As cases of infected people declines in recent weeks across European countries, governments have been easing the lockdowns and reopening borders that have agreeably saved lives but have devastated economies.
Belgium, France, Germany, Greece and Ukraine were among countries lifting border restrictions on Monday, while shops and outdoor attractions in England were set to welcome their first customers since March and in Paris cafes and restaurants were permitted to reopen fully.
“We’re desperate about tourists, we need them and we want them.
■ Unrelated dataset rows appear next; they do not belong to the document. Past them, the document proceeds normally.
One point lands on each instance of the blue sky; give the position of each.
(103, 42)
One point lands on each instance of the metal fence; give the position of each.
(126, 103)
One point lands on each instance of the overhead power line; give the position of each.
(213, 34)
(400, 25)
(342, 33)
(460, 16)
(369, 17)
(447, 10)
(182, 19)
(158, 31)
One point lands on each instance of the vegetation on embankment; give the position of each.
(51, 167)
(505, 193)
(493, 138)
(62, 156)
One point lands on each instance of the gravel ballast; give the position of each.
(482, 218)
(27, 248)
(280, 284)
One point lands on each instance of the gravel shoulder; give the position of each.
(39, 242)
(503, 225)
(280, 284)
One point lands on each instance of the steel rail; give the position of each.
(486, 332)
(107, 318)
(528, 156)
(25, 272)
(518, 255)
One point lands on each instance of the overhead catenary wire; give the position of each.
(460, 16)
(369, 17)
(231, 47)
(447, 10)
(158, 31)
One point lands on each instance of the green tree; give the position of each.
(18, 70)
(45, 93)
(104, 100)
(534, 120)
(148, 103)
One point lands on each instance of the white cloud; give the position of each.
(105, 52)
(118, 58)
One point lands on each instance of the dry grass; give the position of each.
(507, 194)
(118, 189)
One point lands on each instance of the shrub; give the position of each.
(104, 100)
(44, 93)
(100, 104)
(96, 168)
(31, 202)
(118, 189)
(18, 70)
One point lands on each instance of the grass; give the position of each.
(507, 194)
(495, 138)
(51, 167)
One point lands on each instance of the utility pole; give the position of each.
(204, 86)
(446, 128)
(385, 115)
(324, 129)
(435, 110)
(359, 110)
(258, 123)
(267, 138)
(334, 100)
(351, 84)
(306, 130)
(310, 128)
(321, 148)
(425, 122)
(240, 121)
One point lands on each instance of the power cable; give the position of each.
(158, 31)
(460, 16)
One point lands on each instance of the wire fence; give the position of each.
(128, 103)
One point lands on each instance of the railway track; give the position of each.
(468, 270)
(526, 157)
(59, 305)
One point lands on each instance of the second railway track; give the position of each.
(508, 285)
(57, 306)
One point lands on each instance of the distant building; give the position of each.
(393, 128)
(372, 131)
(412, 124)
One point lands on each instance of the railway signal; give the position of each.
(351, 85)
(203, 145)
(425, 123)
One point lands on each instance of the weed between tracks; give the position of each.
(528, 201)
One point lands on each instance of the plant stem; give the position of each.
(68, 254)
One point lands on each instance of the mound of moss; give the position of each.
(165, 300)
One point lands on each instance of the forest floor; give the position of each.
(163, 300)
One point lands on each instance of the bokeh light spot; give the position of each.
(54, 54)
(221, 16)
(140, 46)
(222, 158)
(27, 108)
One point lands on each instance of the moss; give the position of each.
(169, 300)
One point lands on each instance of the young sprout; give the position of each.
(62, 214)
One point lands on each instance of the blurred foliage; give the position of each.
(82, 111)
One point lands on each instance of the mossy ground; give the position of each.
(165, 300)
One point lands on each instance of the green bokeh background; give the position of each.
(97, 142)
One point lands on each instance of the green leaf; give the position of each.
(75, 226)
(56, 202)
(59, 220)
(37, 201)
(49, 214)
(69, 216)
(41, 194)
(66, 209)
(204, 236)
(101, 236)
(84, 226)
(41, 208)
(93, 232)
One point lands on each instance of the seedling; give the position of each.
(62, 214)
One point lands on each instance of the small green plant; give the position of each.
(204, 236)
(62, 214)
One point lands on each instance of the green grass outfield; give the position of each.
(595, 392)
If we don’t have the people, how will we survive,” says Michalis Drosos, who works in a souvenir shop in Fira, capital of the Greek island of Santorini.
The pandemic is making wave in Latin America, and Iran and India have reported worrying increases in deaths and infections — adding to concern over challenges the world will face in the fight against COVID-19.
China, where the virus emerged late last year, was the first country to implement extreme restrictions on movement early this year, forcing local transmission down to near-zero as the crisis hammered the rest of the world.
But health officials on Monday reported 75 cases of the respiratory illness in Beijing where the fresh cluster has been linked to a wholesale food market.
Streams of people queued in a Beijing stadium as mass testing was carried out, and a strict lockdown was extended across 21 Beijing neighbourhoods.